Core War 2015

The old Core War was a game where you write assembly code (Redcode) that runs in shared memory.  The goal is to write code that crashes your opponents.   Let’s try to update it to the new millennium and higher level languages.

At the Highest Level

At the highest level, Core War 2015 is a game where each player writes a function whose data resides in a shared memory space (the Arena).  Each function is given a magic number at the start of the game; at the end, the winner is determined by which magic number appears most often in the arena.

Like Core War, part of the game is over-writing your opponent’s data.  Unlike the original game, we assume that instructions are in a separate, protected region of memory.  Unlike the original Core War game, you can play this in a high-level language (e.g.

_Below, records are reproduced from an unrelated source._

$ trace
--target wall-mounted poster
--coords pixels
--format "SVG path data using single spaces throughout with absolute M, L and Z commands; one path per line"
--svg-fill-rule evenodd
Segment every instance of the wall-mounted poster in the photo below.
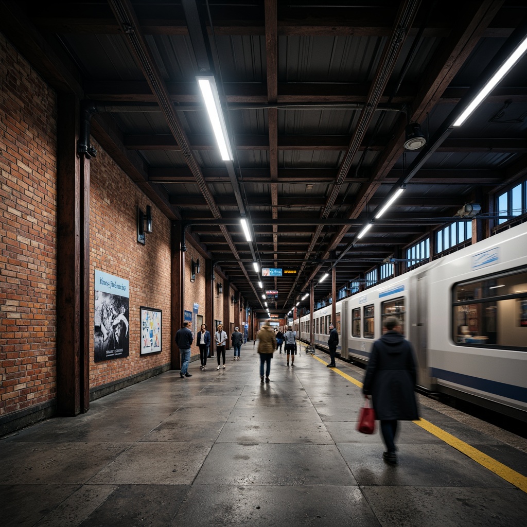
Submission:
M 95 362 L 128 357 L 130 282 L 95 271 Z
M 141 306 L 141 354 L 161 350 L 161 310 Z

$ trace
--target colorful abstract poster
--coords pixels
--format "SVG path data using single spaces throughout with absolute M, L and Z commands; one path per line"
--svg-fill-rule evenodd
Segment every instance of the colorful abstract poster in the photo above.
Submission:
M 128 357 L 130 352 L 130 282 L 95 271 L 95 362 Z
M 141 306 L 141 354 L 161 350 L 161 310 Z

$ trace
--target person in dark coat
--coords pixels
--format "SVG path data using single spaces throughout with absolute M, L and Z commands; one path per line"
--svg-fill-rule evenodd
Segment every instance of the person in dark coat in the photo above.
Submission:
M 395 465 L 395 435 L 397 421 L 419 418 L 414 388 L 416 379 L 414 348 L 402 334 L 401 321 L 387 317 L 383 322 L 384 333 L 373 343 L 366 368 L 363 393 L 371 396 L 376 418 L 387 451 L 383 458 Z
M 328 368 L 335 368 L 335 357 L 337 355 L 337 346 L 338 346 L 338 332 L 335 328 L 333 323 L 329 325 L 329 338 L 328 339 L 328 347 L 329 348 L 329 356 L 331 364 L 327 365 Z
M 190 362 L 190 347 L 192 345 L 194 337 L 192 332 L 189 329 L 190 323 L 187 321 L 183 323 L 183 327 L 178 329 L 175 333 L 175 343 L 179 348 L 179 355 L 181 362 L 181 369 L 180 375 L 181 378 L 192 377 L 189 373 L 189 363 Z

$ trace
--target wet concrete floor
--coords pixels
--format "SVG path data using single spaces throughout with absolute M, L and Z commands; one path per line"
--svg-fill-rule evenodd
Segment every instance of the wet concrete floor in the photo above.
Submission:
M 398 463 L 355 430 L 360 389 L 305 346 L 260 383 L 252 342 L 0 439 L 11 526 L 523 526 L 527 494 L 415 423 Z M 231 352 L 230 353 L 232 353 Z M 321 359 L 323 362 L 321 362 Z M 360 369 L 337 361 L 360 381 Z M 527 476 L 527 441 L 419 397 L 422 416 Z

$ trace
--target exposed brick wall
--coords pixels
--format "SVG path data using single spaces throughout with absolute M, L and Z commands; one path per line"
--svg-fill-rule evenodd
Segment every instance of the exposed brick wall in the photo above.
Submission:
M 170 221 L 92 139 L 90 161 L 90 295 L 94 323 L 95 269 L 130 280 L 130 354 L 94 362 L 90 335 L 90 387 L 120 380 L 170 362 Z M 152 231 L 138 243 L 136 208 L 152 207 Z M 190 261 L 190 260 L 189 260 Z M 141 306 L 162 311 L 160 353 L 140 355 Z
M 192 260 L 196 261 L 198 258 L 200 259 L 200 272 L 196 275 L 196 279 L 193 282 L 190 281 L 190 276 L 192 272 Z M 206 287 L 206 277 L 205 277 L 205 259 L 200 255 L 198 250 L 192 245 L 191 239 L 187 240 L 187 252 L 185 253 L 185 276 L 183 278 L 183 287 L 185 291 L 185 301 L 183 309 L 187 311 L 193 313 L 194 304 L 197 304 L 199 307 L 198 308 L 198 314 L 203 317 L 203 322 L 207 324 L 209 331 L 211 331 L 211 328 L 212 326 L 213 320 L 208 320 L 205 316 L 205 287 Z M 194 333 L 194 344 L 196 345 L 196 336 L 197 332 L 200 330 L 200 327 L 197 328 L 195 324 L 196 321 L 193 321 L 194 324 L 191 328 Z M 183 321 L 181 321 L 182 325 Z M 175 331 L 179 328 L 175 328 L 174 335 L 175 335 Z M 212 332 L 211 335 L 212 335 Z M 196 345 L 192 346 L 190 349 L 191 360 L 192 360 L 195 356 L 199 357 L 199 348 Z
M 56 394 L 56 118 L 0 34 L 0 416 Z

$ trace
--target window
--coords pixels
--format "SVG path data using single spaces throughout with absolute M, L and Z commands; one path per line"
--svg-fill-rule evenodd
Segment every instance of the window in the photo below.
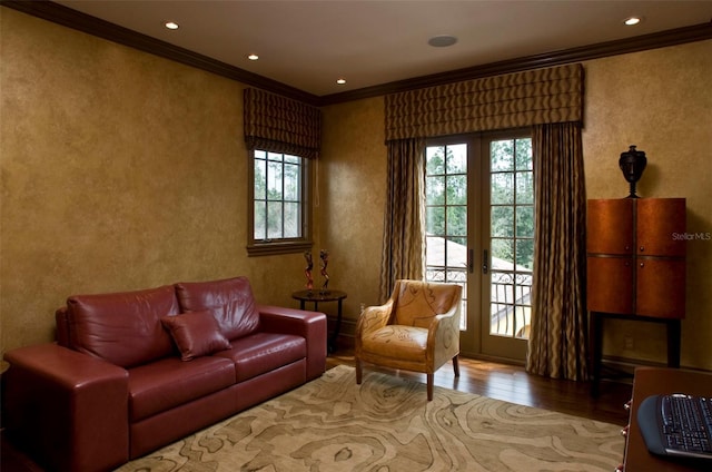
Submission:
M 297 253 L 312 247 L 308 160 L 256 149 L 253 163 L 248 254 Z

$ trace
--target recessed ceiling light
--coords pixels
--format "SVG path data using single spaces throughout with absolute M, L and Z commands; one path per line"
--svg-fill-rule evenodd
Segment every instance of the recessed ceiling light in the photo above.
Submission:
M 451 35 L 438 35 L 427 40 L 427 43 L 434 48 L 446 48 L 457 42 L 457 38 Z

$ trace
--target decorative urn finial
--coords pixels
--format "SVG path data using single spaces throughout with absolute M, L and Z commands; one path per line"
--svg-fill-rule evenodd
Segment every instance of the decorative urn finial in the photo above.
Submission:
M 647 165 L 647 158 L 642 150 L 635 150 L 635 146 L 631 145 L 631 148 L 626 153 L 621 153 L 619 159 L 619 167 L 623 171 L 623 177 L 631 186 L 631 195 L 627 198 L 639 198 L 635 195 L 635 184 L 643 176 L 643 170 Z

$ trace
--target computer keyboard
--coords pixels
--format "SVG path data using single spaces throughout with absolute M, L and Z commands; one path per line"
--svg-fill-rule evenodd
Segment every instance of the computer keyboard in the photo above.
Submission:
M 649 396 L 637 409 L 637 422 L 653 454 L 712 461 L 712 397 Z

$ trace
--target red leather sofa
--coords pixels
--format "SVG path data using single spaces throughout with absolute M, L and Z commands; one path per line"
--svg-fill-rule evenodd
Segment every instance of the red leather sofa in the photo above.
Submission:
M 245 277 L 71 296 L 56 318 L 3 376 L 6 434 L 48 470 L 110 470 L 326 368 L 326 316 L 257 305 Z

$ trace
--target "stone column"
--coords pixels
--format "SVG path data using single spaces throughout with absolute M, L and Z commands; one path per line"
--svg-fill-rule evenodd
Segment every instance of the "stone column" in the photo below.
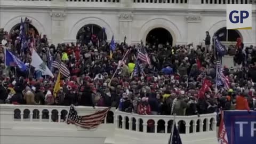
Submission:
M 193 43 L 194 46 L 200 45 L 202 39 L 200 39 L 201 17 L 198 14 L 189 14 L 186 17 L 188 22 L 188 44 Z
M 118 17 L 119 42 L 123 42 L 124 37 L 126 36 L 126 43 L 130 44 L 132 40 L 132 18 L 133 14 L 131 12 L 122 13 L 119 14 Z
M 57 45 L 63 42 L 65 35 L 66 14 L 63 10 L 53 10 L 50 15 L 52 18 L 52 43 Z

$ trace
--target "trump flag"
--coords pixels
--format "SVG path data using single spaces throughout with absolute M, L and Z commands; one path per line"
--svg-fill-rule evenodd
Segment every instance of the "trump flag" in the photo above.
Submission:
M 256 111 L 224 111 L 227 144 L 256 143 Z

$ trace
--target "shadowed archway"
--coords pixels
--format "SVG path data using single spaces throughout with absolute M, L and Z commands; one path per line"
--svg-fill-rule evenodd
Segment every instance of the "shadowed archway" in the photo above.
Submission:
M 163 28 L 156 28 L 151 30 L 147 35 L 146 41 L 150 44 L 166 44 L 169 43 L 172 45 L 173 41 L 171 33 L 166 29 Z
M 83 38 L 83 37 L 88 35 L 90 35 L 89 37 L 91 37 L 93 35 L 97 36 L 100 41 L 107 39 L 104 28 L 95 24 L 86 25 L 80 28 L 76 35 L 76 39 Z

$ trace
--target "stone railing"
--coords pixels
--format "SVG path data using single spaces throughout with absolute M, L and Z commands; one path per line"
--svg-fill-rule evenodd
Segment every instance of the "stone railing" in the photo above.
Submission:
M 122 111 L 115 113 L 116 129 L 143 133 L 170 133 L 174 116 L 139 115 Z M 216 114 L 176 116 L 180 133 L 189 134 L 216 130 Z
M 63 123 L 69 107 L 0 105 L 1 122 L 28 122 Z M 90 107 L 75 107 L 79 115 L 95 113 Z M 97 110 L 103 109 L 97 107 Z M 140 115 L 115 111 L 109 111 L 104 123 L 115 123 L 117 130 L 128 130 L 143 133 L 168 133 L 171 131 L 174 116 Z M 189 134 L 215 131 L 216 114 L 194 116 L 177 116 L 175 123 L 181 133 Z
M 204 4 L 255 4 L 255 0 L 202 0 Z
M 59 106 L 0 105 L 1 121 L 61 123 L 65 121 L 69 108 L 69 107 Z M 79 115 L 91 114 L 96 111 L 90 107 L 78 106 L 75 108 Z M 97 109 L 104 108 L 106 108 L 97 107 Z M 111 109 L 108 112 L 105 123 L 114 123 L 113 110 Z

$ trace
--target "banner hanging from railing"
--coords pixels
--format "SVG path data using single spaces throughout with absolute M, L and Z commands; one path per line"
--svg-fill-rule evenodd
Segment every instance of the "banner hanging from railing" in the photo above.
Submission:
M 225 111 L 223 118 L 226 144 L 256 143 L 256 111 Z

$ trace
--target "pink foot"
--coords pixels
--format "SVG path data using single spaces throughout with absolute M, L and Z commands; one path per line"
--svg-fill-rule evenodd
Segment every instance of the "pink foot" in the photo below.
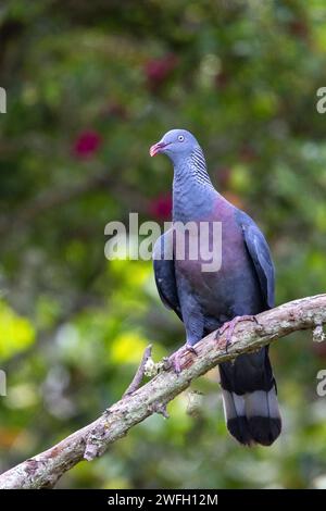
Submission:
M 224 323 L 224 325 L 218 329 L 218 337 L 223 335 L 224 332 L 228 331 L 227 336 L 226 336 L 226 344 L 225 344 L 226 351 L 233 339 L 235 328 L 237 324 L 240 323 L 241 321 L 253 321 L 254 323 L 259 324 L 254 315 L 236 315 L 236 317 L 234 317 L 231 321 L 227 321 L 226 323 Z
M 190 353 L 198 356 L 198 352 L 196 351 L 193 346 L 188 345 L 187 342 L 185 346 L 183 346 L 183 348 L 180 348 L 170 357 L 170 362 L 176 374 L 180 374 L 181 372 L 181 358 L 185 353 L 187 353 L 187 351 L 190 351 Z

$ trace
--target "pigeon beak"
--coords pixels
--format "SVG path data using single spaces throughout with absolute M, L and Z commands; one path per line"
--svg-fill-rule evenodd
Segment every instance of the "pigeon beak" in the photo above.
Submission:
M 154 144 L 150 148 L 150 155 L 155 157 L 156 154 L 159 154 L 159 152 L 162 152 L 162 149 L 164 149 L 164 147 L 166 147 L 166 146 L 168 146 L 168 144 L 164 144 L 164 142 Z

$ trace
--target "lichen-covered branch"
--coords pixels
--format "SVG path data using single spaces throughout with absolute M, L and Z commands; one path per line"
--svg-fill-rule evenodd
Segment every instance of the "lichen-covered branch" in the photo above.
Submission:
M 60 444 L 24 461 L 0 475 L 0 488 L 46 488 L 76 463 L 102 456 L 109 446 L 152 413 L 162 413 L 165 406 L 192 379 L 198 378 L 221 362 L 240 353 L 255 350 L 275 339 L 299 329 L 321 328 L 326 323 L 326 295 L 302 298 L 256 315 L 258 324 L 242 322 L 236 327 L 231 342 L 225 349 L 225 332 L 216 338 L 212 333 L 197 346 L 198 356 L 186 352 L 181 373 L 161 371 L 148 384 L 128 394 L 83 429 L 73 433 Z M 315 331 L 316 332 L 316 331 Z M 321 337 L 321 332 L 318 333 Z

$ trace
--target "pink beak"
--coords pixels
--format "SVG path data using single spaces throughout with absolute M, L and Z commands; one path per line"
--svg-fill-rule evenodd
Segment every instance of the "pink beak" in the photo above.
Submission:
M 155 157 L 156 154 L 159 154 L 159 152 L 161 152 L 161 150 L 166 147 L 167 144 L 163 144 L 163 142 L 158 142 L 158 144 L 154 144 L 151 148 L 150 148 L 150 155 L 151 157 Z

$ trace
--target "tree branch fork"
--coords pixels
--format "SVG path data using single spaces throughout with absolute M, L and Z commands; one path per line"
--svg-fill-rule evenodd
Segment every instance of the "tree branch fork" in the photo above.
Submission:
M 296 331 L 312 329 L 314 340 L 324 340 L 326 294 L 284 303 L 255 316 L 256 322 L 239 323 L 227 344 L 227 331 L 213 332 L 196 345 L 197 356 L 181 353 L 181 372 L 175 374 L 165 361 L 155 364 L 160 372 L 146 385 L 143 373 L 151 360 L 151 347 L 143 353 L 138 371 L 120 401 L 95 422 L 73 433 L 50 449 L 0 475 L 0 488 L 52 488 L 58 479 L 83 460 L 102 456 L 136 424 L 153 413 L 166 413 L 166 404 L 191 382 L 221 362 L 254 351 Z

Java, Python, C++).

The Rules

  1. The user writes a function; the function is passed a pointer to the Arena.
  2. The user’s code may not store any state outside the Arena.  I.e. no local variables, no allocations on the heap, et cetera.
    1. If you want to store state, you store it via the Arena pointer.
    2. All reads or writes to the Arena that do not cross a 8-byte boundary are atomic.
    3. All reads and writes start at 8-byte boundaries.
  3. Normal libraries may be used as long as:
    1. they have no nontrivial side effects, and
    2. they are strictly functions of their input.  (Specifically a function when called with the same argument must always return the same value.)
  4. The Arena is circular, of finite size, and each program starts in a different place in the Arena.
    1. Each function sees itself as starting at address zero.
    2. The zero-point of each player is chosen uniformly randomly on 8-byte boundaries, with the constraint that the five starting values don’t overlap.
    3. Each function can read or write anywhere on the Arena.
  5. The Arena is initialized to zero everywhere, except for five values at each function’s origin (all are 64-bit integers):
    1. A special constant, to act as a marker, 0xbead1234
    2. The function’s magic number,
    3. The size of the Array (in bytes).
    4. The number of players in this round.
    5. Another copy of the marker.
  6. Each player’s code runs until it makes either 1 atomic write or M atomic reads to the Arena.
    1.   Control is then passed to the next player.
  7. After N accesses per player, the game ends.
    1. When the game ends, the player with the most copies of his/her magic number in the Arena wins.  (Only 8-byte aligned copies count.)
    2. If a player’s function runs for more than T seconds without making any access, that player loses and the game is restarted without that player.
    3. You must have N accesses to win.

Strategic Questions

  • Your magic number could be overwritten.  If so, you may end up working for someone else.  Do you want to make several copies of your magic number for safety?
  • Unlike Core War, you can do a large amount of computation per step.
  • Any time you read from the Arena, you’re missing an opportunity to write your magic number.
  • If you’re going to write a loop, the loop counter will be stored in the Arena, and could be overwritten.
  • As M increases, you’d expect strategies that use more reading and thinking, rather than blindly writing.
  • Does it pay to hide your markers?

What does the Arena look like?

In pseudocode:

Class Arena:
int64 Get(int address);
bytestring GetS(int address, int length);
void Set(int address, int64 value);
void SetS(int address, bytestring value);

In other words, integers are convenient, but if you want, and if you don’t mind waiting, you can allocate arbitrary data in the Arena.